El problema de las pieles y los plásticos
Los autores comienzan exponiendo por qué hacen falta alternativas de forma urgente. La producción mundial de pieles animales sigue aumentando, impulsada sobre todo por la moda, pero también por fabricantes de automóviles y muebles. Convertir las pieles crudas en cuero implica pasos de curtido y tintado que usan sales de cromo, ftalatos, cloruros y sulfatos. Estas sustancias pueden lavarse hacia los ríos, acumularse en sedimentos y dañar tanto la vida acuática como la salud humana, contribuyendo a enfermedades respiratorias y problemas hormonales.
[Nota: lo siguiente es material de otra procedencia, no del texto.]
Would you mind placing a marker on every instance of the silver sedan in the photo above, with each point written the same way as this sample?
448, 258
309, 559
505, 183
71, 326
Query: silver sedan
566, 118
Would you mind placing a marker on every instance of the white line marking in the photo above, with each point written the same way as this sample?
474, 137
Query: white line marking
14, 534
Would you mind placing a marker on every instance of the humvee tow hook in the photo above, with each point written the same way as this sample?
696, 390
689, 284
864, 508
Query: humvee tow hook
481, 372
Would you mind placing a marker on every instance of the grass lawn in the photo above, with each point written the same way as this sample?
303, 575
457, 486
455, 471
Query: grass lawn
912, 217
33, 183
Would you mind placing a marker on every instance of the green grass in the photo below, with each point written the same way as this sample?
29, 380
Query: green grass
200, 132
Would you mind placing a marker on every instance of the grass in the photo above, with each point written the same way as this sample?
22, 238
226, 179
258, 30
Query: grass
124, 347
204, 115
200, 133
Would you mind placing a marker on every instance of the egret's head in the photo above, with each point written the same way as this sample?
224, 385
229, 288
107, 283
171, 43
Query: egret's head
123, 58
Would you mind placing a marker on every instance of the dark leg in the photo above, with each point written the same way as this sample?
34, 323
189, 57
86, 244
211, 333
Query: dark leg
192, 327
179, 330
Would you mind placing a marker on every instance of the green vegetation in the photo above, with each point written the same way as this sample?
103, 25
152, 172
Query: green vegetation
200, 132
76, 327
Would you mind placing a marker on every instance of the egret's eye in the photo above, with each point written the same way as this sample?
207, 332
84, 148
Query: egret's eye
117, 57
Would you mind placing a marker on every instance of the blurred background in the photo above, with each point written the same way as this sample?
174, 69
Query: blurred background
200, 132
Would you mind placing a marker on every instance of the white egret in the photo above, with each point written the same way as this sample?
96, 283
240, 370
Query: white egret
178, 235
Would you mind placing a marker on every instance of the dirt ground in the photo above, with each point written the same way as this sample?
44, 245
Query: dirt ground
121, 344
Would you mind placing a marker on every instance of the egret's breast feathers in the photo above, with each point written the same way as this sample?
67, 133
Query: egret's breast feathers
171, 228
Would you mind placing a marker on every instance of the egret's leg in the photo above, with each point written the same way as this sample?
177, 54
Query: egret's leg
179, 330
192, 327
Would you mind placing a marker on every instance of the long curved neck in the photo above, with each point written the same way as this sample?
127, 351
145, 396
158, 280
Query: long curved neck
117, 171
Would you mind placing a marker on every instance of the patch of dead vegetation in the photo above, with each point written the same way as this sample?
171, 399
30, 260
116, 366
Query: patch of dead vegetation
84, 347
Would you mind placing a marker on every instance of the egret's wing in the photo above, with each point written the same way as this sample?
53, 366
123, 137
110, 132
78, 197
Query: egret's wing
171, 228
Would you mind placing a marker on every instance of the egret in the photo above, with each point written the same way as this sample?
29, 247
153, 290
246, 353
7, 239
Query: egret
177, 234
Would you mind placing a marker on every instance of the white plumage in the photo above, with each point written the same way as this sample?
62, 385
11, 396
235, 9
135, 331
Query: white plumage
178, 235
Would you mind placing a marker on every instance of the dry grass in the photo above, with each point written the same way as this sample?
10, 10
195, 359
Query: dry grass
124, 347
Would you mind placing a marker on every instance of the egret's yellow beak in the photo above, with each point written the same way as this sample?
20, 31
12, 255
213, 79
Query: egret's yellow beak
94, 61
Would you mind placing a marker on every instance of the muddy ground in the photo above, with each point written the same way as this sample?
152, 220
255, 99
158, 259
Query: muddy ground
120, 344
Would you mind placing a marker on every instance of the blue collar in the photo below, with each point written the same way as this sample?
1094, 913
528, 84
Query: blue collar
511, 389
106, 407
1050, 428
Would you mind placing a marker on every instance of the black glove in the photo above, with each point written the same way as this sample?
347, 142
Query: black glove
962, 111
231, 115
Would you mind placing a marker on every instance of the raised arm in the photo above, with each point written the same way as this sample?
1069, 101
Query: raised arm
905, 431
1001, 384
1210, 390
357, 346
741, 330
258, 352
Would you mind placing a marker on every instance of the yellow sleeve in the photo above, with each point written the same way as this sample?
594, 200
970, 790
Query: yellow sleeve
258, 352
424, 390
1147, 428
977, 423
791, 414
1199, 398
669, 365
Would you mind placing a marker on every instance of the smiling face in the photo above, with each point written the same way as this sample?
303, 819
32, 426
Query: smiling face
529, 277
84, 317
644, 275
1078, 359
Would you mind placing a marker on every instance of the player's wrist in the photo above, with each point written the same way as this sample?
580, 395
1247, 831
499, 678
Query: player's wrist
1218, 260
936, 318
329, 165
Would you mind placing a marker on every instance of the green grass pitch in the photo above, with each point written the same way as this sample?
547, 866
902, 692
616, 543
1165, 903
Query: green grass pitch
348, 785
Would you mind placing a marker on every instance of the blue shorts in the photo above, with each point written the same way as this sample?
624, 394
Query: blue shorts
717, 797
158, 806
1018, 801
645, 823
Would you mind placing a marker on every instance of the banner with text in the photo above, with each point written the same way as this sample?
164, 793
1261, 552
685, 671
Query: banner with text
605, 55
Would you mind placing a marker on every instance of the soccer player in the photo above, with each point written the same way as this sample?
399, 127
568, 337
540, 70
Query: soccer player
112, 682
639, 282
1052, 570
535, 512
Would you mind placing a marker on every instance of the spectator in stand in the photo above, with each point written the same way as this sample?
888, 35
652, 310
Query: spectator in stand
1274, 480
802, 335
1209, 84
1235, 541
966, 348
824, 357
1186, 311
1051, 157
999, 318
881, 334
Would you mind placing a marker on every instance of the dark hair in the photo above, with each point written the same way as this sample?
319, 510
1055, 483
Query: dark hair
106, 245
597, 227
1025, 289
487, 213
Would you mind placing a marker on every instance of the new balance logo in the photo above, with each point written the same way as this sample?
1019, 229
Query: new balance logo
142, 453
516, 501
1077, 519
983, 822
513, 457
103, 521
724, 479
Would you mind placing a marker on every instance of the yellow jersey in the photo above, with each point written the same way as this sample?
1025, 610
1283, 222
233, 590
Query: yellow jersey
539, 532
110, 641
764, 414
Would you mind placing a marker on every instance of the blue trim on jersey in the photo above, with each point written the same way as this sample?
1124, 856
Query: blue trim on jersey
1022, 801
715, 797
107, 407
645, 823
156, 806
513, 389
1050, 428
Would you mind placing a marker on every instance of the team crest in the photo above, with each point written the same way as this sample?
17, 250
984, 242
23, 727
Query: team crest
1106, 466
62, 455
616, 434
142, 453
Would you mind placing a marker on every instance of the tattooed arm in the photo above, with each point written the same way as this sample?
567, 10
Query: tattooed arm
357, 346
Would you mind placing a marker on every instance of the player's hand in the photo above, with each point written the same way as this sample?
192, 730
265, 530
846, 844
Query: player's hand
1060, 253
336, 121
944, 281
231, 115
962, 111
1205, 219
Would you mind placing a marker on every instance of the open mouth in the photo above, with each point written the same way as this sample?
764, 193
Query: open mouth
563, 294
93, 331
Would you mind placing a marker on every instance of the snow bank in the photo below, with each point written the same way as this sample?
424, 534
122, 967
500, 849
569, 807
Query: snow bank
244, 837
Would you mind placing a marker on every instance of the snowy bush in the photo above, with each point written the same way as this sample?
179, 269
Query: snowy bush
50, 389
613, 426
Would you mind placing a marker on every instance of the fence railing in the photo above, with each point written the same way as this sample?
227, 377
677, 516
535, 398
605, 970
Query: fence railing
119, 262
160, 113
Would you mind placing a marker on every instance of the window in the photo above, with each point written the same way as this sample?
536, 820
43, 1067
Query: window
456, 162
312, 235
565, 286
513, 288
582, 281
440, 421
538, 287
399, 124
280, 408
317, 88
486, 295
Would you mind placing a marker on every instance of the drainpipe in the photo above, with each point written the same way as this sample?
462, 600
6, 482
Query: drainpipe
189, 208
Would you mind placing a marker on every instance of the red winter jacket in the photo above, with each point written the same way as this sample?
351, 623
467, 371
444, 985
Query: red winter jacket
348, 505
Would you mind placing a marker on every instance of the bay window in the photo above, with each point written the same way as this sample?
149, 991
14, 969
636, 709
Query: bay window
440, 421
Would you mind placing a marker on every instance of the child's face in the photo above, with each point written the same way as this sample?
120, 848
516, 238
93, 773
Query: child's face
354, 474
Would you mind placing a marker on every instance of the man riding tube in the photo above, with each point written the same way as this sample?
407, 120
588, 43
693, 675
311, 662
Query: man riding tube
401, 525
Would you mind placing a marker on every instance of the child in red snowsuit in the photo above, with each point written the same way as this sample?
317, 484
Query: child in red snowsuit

Al mismo tiempo, los polímeros sintéticos que reemplazan al cuero—muchos derivados del petróleo—permanecen en vertederos y océanos durante décadas. Esta doble carga del uso animal y la contaminación plástica motiva la búsqueda de nuevos materiales biodegradables.
Lo que pueden hacer las láminas bacterianas
El material en el centro de este trabajo es la celulosa bacteriana, una fina red de fibras basadas en azúcares que generan ciertas bacterias. Químicamente similar a la celulosa vegetal, difiere en su estructura: en lugar de estar encerrada en tejido leñoso, forma una malla pura y tridimensional con muy alto contenido de agua y pocas impurezas. Esa pureza la hace atractiva para usos que van desde apósitos médicos hasta cosmética. Sin embargo, una vez seca, la celulosa bacteriana se vuelve rígida y quebradiza—más parecida a una galleta que a una tira de cuero. Para funcionar como tejido, debe ser “plastificada”, es decir, sus fibras internas necesitan ayuda para deslizarse unas sobre otras para que la lámina pueda doblarse sin romperse.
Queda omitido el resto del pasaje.